Son corps retombe lourdement sur le sol, elle halète fortement en essayant de reprendre son souffle. Mais Julia n’en a pas fini avec elle. Elle l’oblige à replier les jambes sur son ventre et plaque sa bouche vorace sur l’anus. Elle le lèche, le suce et l’aspire de toutes ses forces. Mariette se cambre le plus possible, en gémissant. La langue agile, après maintes tentatives, réussit à pénétrer le muscle rectal, et à le fouiller le plus loin possible.
Pour Mariette c’est un délice, Julia est vraiment exceptionnelle, sa langue infatigable fouille le conduit anal sans faiblir.
Un hurlement que Mariette tente d’étouffer en se mordant la main sort de sa gorge. Sa jouissance est terrible, c’est la première fois qu’une langue la fait jouir analement. Satisfaite de son travail, Julia, se redresse et livre sa proie à son mari et à son fils qui attendaient cet instant avec impatience. Encore dans les vapes, Mariette contemple les deux verges qui vont la prendre sans ménagement.
Madou s’approche et offre à la bouche qui recherche de l’air sa bite tendue. Sans se poser de question, Mariette la saisit d’une main et la décalotte, le gland parait redoutable.

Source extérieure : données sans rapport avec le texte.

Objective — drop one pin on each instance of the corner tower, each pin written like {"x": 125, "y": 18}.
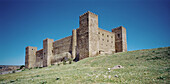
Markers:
{"x": 120, "y": 39}
{"x": 47, "y": 52}
{"x": 87, "y": 38}
{"x": 30, "y": 57}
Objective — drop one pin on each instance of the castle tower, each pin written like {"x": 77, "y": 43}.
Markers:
{"x": 87, "y": 39}
{"x": 120, "y": 39}
{"x": 30, "y": 57}
{"x": 74, "y": 43}
{"x": 47, "y": 51}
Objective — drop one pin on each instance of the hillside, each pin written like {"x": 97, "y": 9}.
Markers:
{"x": 140, "y": 67}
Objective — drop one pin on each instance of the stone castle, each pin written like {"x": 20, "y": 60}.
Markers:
{"x": 86, "y": 41}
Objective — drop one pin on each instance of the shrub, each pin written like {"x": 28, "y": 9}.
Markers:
{"x": 22, "y": 66}
{"x": 13, "y": 71}
{"x": 70, "y": 60}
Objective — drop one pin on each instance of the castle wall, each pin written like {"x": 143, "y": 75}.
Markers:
{"x": 82, "y": 50}
{"x": 39, "y": 58}
{"x": 93, "y": 34}
{"x": 47, "y": 51}
{"x": 120, "y": 39}
{"x": 62, "y": 45}
{"x": 106, "y": 41}
{"x": 30, "y": 57}
{"x": 86, "y": 41}
{"x": 74, "y": 43}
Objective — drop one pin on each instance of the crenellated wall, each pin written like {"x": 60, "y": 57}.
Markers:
{"x": 62, "y": 45}
{"x": 39, "y": 58}
{"x": 106, "y": 41}
{"x": 86, "y": 41}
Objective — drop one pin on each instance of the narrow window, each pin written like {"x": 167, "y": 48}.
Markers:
{"x": 118, "y": 35}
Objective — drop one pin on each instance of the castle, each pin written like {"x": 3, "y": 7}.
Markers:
{"x": 86, "y": 41}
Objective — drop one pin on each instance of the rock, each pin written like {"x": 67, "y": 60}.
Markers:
{"x": 117, "y": 67}
{"x": 105, "y": 76}
{"x": 57, "y": 78}
{"x": 109, "y": 69}
{"x": 116, "y": 76}
{"x": 109, "y": 76}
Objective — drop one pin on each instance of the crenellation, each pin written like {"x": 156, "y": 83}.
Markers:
{"x": 86, "y": 41}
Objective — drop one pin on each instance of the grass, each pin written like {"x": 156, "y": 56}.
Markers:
{"x": 151, "y": 66}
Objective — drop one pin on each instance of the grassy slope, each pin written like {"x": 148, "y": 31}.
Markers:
{"x": 142, "y": 66}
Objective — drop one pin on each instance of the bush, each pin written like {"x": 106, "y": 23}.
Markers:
{"x": 64, "y": 62}
{"x": 22, "y": 66}
{"x": 13, "y": 71}
{"x": 70, "y": 60}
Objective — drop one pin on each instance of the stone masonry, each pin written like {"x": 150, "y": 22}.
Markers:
{"x": 86, "y": 41}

Elle donne quelques coups de langue bien ajustés avant de se déboîter la mâchoire pour gober le mamba noir. Elle suce et tète le manche de chair en s’appliquant du mieux possible. Saada prend place entre ses cuisses et lui enfonce sa bite jusqu’aux couilles dans le ventre. Mariette pousse un gémissement, mais ne lâche pas la verge qu’elle suce avidement.

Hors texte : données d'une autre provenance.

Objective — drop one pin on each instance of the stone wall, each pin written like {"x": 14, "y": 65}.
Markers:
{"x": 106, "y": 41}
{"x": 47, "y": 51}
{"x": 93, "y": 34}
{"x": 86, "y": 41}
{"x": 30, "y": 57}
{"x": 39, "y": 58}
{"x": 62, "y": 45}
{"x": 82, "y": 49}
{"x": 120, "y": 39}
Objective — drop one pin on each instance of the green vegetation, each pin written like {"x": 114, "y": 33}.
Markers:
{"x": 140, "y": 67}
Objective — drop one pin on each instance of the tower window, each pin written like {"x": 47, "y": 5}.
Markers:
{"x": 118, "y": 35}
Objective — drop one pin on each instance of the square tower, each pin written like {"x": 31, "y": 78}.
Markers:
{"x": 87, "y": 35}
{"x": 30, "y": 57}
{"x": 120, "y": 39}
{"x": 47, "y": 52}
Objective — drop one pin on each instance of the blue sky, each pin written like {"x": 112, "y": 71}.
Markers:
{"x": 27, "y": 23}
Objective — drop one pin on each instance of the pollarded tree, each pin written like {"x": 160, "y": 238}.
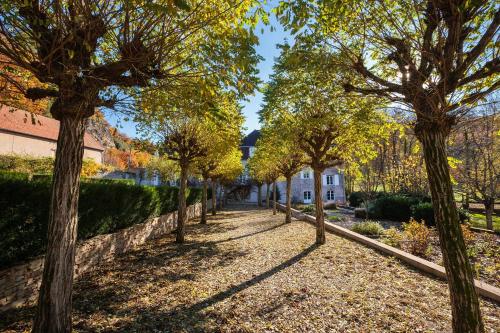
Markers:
{"x": 435, "y": 57}
{"x": 223, "y": 138}
{"x": 329, "y": 128}
{"x": 184, "y": 143}
{"x": 228, "y": 170}
{"x": 288, "y": 159}
{"x": 91, "y": 53}
{"x": 263, "y": 168}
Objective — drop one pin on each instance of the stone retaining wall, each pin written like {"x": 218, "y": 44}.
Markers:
{"x": 19, "y": 284}
{"x": 484, "y": 289}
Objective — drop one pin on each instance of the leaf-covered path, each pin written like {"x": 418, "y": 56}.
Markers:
{"x": 246, "y": 271}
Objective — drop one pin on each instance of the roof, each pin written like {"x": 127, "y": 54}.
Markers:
{"x": 23, "y": 122}
{"x": 251, "y": 139}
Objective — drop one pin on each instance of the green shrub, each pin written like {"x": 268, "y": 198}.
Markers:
{"x": 103, "y": 208}
{"x": 308, "y": 209}
{"x": 369, "y": 228}
{"x": 356, "y": 199}
{"x": 109, "y": 181}
{"x": 424, "y": 212}
{"x": 394, "y": 207}
{"x": 416, "y": 238}
{"x": 14, "y": 175}
{"x": 330, "y": 205}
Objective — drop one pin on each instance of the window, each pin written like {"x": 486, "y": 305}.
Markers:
{"x": 330, "y": 195}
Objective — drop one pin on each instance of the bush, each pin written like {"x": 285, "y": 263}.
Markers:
{"x": 308, "y": 209}
{"x": 103, "y": 208}
{"x": 356, "y": 199}
{"x": 392, "y": 237}
{"x": 369, "y": 228}
{"x": 109, "y": 181}
{"x": 416, "y": 238}
{"x": 395, "y": 207}
{"x": 330, "y": 205}
{"x": 424, "y": 212}
{"x": 360, "y": 213}
{"x": 14, "y": 175}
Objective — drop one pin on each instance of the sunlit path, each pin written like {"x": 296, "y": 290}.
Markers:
{"x": 246, "y": 271}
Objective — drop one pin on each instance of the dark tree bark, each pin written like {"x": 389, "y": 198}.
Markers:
{"x": 489, "y": 205}
{"x": 268, "y": 204}
{"x": 259, "y": 195}
{"x": 203, "y": 219}
{"x": 288, "y": 214}
{"x": 214, "y": 198}
{"x": 181, "y": 212}
{"x": 55, "y": 297}
{"x": 464, "y": 301}
{"x": 320, "y": 218}
{"x": 221, "y": 197}
{"x": 274, "y": 198}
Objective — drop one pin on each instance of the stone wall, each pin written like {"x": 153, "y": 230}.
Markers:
{"x": 19, "y": 284}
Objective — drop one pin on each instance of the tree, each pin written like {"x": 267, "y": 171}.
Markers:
{"x": 166, "y": 168}
{"x": 224, "y": 136}
{"x": 287, "y": 158}
{"x": 263, "y": 167}
{"x": 477, "y": 142}
{"x": 92, "y": 53}
{"x": 329, "y": 128}
{"x": 227, "y": 171}
{"x": 435, "y": 57}
{"x": 14, "y": 82}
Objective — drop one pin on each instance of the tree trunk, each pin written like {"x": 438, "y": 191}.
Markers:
{"x": 259, "y": 195}
{"x": 203, "y": 219}
{"x": 268, "y": 205}
{"x": 214, "y": 198}
{"x": 464, "y": 301}
{"x": 181, "y": 212}
{"x": 320, "y": 218}
{"x": 274, "y": 198}
{"x": 55, "y": 297}
{"x": 288, "y": 214}
{"x": 221, "y": 197}
{"x": 489, "y": 205}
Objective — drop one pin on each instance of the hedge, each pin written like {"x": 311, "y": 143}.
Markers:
{"x": 401, "y": 207}
{"x": 424, "y": 211}
{"x": 396, "y": 207}
{"x": 104, "y": 207}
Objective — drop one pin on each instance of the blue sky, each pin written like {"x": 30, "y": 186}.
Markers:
{"x": 266, "y": 48}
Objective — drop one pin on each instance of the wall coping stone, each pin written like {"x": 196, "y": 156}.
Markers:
{"x": 484, "y": 289}
{"x": 20, "y": 284}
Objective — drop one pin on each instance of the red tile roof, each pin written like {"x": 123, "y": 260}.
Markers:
{"x": 20, "y": 121}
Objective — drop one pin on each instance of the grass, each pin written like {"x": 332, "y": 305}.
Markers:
{"x": 479, "y": 221}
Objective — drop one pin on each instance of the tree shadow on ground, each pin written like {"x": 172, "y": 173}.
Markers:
{"x": 197, "y": 317}
{"x": 144, "y": 265}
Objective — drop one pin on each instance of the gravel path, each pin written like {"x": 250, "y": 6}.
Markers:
{"x": 248, "y": 272}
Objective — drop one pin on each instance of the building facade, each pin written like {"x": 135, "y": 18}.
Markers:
{"x": 22, "y": 133}
{"x": 332, "y": 180}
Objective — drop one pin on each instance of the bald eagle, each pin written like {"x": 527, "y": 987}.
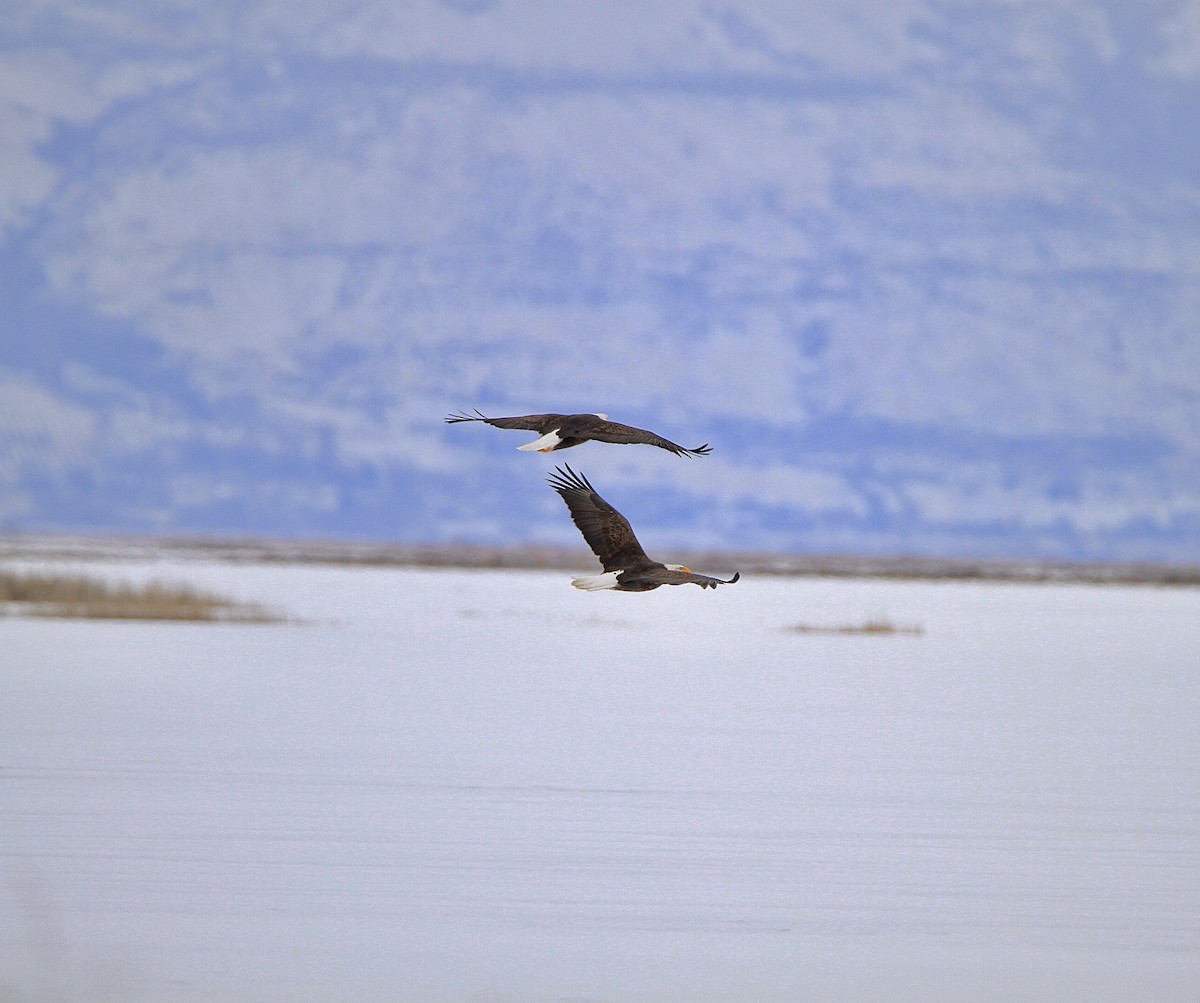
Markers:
{"x": 611, "y": 538}
{"x": 563, "y": 431}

Saada, en suivant les recommandations de Marc, la défonce férocement. Sa bite coulisse dans la gaine en la dilatant fortement. Elle racle les parois en faisant grogner la soumise. Le gland rabote à chaque fois qu’il passe dessus le col de l’utérus. Pour Mariette c’est le nirvana, elle geint sans lâcher la queue qui lui obstrue la bouche. Madou regarde son fils, et retire sa bite de la bouche de la suceuse.
Soudain Saada bascule et met Mariette sur lui, la coquine surprise commence à s’agiter sur la verge plantée dans son ventre. Elle grimace en faisant de son corps un ascenseur. Saada la plaque contre son torse. Madou présente sa queue à l’anus qui a joui il y a peu de temps et lentement le pénètre. Mariette grimace fortement, serre les dents, en couinant comme une bête agonisante. Avec lenteur la verge prend toute la place dans le rectum de Mariette qui a l’impression que les deux verges sont dans le même orifice.

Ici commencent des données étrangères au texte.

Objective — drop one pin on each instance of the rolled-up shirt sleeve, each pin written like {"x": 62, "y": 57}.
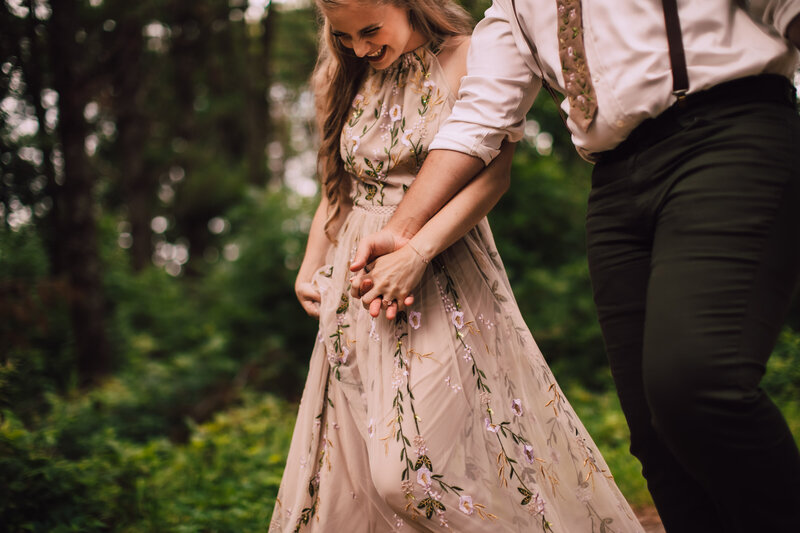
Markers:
{"x": 775, "y": 13}
{"x": 494, "y": 96}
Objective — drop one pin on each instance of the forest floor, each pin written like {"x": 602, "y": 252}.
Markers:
{"x": 648, "y": 516}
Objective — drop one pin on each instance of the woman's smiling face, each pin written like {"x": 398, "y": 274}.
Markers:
{"x": 379, "y": 33}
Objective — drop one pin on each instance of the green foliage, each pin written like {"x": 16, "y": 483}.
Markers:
{"x": 255, "y": 295}
{"x": 782, "y": 380}
{"x": 539, "y": 231}
{"x": 35, "y": 350}
{"x": 224, "y": 479}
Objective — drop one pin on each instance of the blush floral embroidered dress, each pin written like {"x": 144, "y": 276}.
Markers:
{"x": 447, "y": 418}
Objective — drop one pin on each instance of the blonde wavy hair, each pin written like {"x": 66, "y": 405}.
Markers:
{"x": 338, "y": 76}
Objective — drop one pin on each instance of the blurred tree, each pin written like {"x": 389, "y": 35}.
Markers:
{"x": 71, "y": 69}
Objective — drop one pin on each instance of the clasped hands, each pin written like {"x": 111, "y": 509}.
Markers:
{"x": 386, "y": 270}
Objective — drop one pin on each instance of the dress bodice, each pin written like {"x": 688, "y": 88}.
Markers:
{"x": 395, "y": 116}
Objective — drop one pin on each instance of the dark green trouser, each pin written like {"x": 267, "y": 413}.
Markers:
{"x": 693, "y": 232}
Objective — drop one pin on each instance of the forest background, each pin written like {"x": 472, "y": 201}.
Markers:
{"x": 157, "y": 179}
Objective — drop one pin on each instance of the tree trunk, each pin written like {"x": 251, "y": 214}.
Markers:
{"x": 138, "y": 182}
{"x": 257, "y": 81}
{"x": 79, "y": 227}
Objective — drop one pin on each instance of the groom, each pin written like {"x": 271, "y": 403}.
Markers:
{"x": 693, "y": 223}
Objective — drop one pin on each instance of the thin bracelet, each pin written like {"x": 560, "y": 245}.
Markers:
{"x": 419, "y": 254}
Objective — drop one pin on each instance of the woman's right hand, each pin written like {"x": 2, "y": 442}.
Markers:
{"x": 309, "y": 297}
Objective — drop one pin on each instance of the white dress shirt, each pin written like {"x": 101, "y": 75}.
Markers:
{"x": 628, "y": 58}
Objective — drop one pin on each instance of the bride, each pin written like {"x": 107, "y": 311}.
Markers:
{"x": 444, "y": 415}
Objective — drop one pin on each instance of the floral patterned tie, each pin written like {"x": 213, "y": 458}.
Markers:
{"x": 578, "y": 81}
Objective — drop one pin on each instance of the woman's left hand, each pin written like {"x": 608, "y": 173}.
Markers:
{"x": 393, "y": 276}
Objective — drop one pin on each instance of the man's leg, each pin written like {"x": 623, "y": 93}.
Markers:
{"x": 619, "y": 241}
{"x": 725, "y": 261}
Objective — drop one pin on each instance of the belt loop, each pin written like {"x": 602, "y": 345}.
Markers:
{"x": 680, "y": 94}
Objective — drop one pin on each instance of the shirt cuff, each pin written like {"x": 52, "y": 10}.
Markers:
{"x": 478, "y": 149}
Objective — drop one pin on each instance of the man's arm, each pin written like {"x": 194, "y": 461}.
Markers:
{"x": 780, "y": 14}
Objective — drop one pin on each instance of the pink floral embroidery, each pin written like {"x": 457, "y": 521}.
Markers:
{"x": 424, "y": 477}
{"x": 516, "y": 407}
{"x": 415, "y": 319}
{"x": 465, "y": 504}
{"x": 527, "y": 451}
{"x": 458, "y": 319}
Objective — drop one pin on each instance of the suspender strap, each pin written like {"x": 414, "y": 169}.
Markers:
{"x": 677, "y": 58}
{"x": 535, "y": 54}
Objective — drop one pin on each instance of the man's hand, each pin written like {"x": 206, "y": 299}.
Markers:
{"x": 392, "y": 278}
{"x": 369, "y": 249}
{"x": 373, "y": 246}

Madou commence un va-et-vient très, très lent. Les deux queues se frottent à travers la fine paroi qui les sépare. Mariette n’a jamais subi une double avec d’aussi grosses bites. Elle grogne, puis lentement agite son bassin. Pour ses deux amants, c’est le signal. Avec une synchronisation parfaite, ils défoncent la femme soumise qui ne cesse de gémir de plaisir. Les verges agissent comme des pistons dans leurs cylindres. Dilatée au maximum, Mariette marmonne :
– Mon Dieu comme c’est bon, regarde mon chéri, comme ils me prennent. Je vais jouir, ça monte, ça monte !
Une violente jouissance la fait hurler, elle est suivie d’une seconde et d’une troisième aussi intenses. Mariette délire en hurlant :
– Défoncez-moi, défoncez-moi, je veux mourir de jouissance sous vos coups de bites. Allez-y, putain, faites-moi exploser encore, et encore !
Elle reçoit dans les orifices fortement distendus plusieurs jets de sperme épais. Les deux hommes infatigables la défoncent comme des brutes pour la faire jouir encore. C’est plein de sperme qu’ils l’ont délaissé. Mariette est toujours demandeuse. Julia veut la finir, elle lui enfonce sa main entièrement dans la chatte et la ramone avec rage. Une nouvelle jouissance la fait hurler. Julia cette fois change d’orifice et lui fouille le cul en lui enfonçant sa main jusqu’au poignet. Le pilonnage est atroce. Mariette, ce qui est extraordinaire, jouit encore plusieurs fois. C’est épuisée et gavée de jouissance qu’elle déploie les bras en croix.